When replacing the scope of change by the new alignment fragment, we walk through the new alignment fragment step-by-step. For each move we encounter, we check whether there exists a pointer stored in the corresponding move in the scope of change. For example, in Fig. 10, the first move of the new alignment fragment is \((-,v'^{s}_5)\). Clearly, this move relates to the first model/synchronous move in the scope of change, i.e., \((-,v^s_5)\). Based on the pointer stored for \((-,v^s_5)\), i.e., pointing to \((-,v_2^e)\), we start inserting the newly obtained alignment fragment in the original alignment. We subsequently inspect the next move in the newly obtained alignment fragment.

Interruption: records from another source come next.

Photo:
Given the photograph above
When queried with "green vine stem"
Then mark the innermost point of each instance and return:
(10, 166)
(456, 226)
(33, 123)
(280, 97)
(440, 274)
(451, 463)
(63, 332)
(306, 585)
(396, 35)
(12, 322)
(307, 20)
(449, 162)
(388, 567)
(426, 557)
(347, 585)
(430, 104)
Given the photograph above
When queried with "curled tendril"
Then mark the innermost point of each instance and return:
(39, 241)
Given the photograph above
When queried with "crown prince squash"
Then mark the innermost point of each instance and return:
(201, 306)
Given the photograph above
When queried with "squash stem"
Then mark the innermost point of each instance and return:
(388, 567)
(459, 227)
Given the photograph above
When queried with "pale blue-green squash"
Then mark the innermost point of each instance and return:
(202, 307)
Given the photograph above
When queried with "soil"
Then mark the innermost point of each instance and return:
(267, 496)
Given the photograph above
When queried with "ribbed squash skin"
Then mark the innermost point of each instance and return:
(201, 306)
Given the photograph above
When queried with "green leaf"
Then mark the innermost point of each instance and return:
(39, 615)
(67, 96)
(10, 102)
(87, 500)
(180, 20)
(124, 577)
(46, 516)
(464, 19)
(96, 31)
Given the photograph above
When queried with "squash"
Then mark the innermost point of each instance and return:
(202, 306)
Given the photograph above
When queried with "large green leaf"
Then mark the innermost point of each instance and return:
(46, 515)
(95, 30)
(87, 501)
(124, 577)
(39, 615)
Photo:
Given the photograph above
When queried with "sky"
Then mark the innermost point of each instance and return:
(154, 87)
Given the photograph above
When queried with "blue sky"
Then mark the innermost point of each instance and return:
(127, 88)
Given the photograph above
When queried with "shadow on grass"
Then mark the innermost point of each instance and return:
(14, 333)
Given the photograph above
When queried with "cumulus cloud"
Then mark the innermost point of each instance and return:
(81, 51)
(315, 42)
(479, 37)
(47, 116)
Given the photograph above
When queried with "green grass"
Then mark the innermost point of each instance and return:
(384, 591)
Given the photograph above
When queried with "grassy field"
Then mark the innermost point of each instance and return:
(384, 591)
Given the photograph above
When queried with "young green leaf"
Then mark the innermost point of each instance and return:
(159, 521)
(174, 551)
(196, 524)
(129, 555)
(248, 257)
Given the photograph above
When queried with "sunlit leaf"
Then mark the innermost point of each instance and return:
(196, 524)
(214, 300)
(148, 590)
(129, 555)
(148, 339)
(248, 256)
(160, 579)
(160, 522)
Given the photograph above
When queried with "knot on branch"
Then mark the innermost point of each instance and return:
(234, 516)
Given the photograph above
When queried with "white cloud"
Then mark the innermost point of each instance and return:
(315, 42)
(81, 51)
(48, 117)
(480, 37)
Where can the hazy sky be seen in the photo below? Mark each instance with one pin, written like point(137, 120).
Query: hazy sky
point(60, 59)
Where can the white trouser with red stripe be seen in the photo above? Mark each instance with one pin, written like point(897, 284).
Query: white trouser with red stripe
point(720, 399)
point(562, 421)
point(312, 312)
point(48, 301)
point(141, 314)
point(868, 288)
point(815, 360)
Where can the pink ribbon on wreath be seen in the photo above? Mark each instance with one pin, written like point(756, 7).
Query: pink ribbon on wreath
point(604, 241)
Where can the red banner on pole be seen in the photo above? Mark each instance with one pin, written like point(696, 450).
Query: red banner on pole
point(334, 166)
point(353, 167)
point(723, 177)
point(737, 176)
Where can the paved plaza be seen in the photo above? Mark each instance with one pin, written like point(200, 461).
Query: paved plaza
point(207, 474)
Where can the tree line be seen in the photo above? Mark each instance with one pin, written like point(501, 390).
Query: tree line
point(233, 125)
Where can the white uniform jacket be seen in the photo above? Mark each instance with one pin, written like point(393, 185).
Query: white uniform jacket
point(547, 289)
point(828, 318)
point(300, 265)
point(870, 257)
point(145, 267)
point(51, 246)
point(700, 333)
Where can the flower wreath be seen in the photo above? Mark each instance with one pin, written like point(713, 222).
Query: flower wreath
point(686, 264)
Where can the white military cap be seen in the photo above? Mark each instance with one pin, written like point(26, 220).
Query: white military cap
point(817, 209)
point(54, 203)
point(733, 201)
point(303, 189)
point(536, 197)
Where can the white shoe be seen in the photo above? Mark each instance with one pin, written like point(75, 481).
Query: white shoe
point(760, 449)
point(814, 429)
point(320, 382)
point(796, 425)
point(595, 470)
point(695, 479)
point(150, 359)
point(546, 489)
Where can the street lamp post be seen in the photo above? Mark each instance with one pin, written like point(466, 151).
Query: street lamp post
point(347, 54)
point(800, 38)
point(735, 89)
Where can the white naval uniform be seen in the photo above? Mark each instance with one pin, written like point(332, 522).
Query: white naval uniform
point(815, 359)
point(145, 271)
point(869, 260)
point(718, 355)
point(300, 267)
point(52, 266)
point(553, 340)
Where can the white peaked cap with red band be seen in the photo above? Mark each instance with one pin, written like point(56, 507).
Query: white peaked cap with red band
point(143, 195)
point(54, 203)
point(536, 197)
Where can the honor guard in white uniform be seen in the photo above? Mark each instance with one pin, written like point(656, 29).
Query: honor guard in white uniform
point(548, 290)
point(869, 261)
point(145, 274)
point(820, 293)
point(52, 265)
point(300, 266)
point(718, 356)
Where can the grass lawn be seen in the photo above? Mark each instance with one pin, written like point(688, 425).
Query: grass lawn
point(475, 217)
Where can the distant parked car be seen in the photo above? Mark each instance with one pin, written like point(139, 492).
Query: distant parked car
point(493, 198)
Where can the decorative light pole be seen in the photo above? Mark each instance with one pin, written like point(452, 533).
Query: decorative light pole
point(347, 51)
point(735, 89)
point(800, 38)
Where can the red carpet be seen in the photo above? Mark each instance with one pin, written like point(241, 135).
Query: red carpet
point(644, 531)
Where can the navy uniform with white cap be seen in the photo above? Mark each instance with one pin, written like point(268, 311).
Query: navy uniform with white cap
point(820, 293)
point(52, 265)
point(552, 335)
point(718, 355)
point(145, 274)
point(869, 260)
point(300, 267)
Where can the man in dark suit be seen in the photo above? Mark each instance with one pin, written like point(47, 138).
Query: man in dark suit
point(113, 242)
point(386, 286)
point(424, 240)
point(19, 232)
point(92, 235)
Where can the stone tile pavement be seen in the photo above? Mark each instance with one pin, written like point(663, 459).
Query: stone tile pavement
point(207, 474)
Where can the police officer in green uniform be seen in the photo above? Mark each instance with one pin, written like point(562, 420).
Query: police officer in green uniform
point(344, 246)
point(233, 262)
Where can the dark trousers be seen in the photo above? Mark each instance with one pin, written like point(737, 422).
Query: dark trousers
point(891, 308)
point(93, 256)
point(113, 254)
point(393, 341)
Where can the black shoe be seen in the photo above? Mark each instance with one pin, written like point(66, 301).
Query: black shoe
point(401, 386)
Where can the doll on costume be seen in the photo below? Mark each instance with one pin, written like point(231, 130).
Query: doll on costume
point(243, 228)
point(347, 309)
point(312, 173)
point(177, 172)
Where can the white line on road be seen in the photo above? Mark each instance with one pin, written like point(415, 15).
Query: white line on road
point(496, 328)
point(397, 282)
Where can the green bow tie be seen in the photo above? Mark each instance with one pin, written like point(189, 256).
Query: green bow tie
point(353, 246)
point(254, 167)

In case this is a model move, it does not have a corresponding counter part in the scope of change, and we append it to the previously inserted move. However, if this either a synchronous or a log move, there exits a corresponding pointer in the scope of change. For example, in Fig. 10, the second move in the new alignment fragment is \((c,v'_6)\), for which its corresponding move in the scope of change has a pointer to move \((b,v_4)\). Hence, we need to make sure that when placing \((c,v'_6)\) into the alignment, it is the next synchronous/log move after \((b,v_4)\). Observe that, in Fig. 10, this is indeed the case, i.e., \((c,v'_6)\) is the first log/synchronous move occurring after \((b,v_4)\), hence, we do not need to shift the insertion point and can proceed to the next move. For the next move in the newly obtained alignment fragment, we repeat the procedure.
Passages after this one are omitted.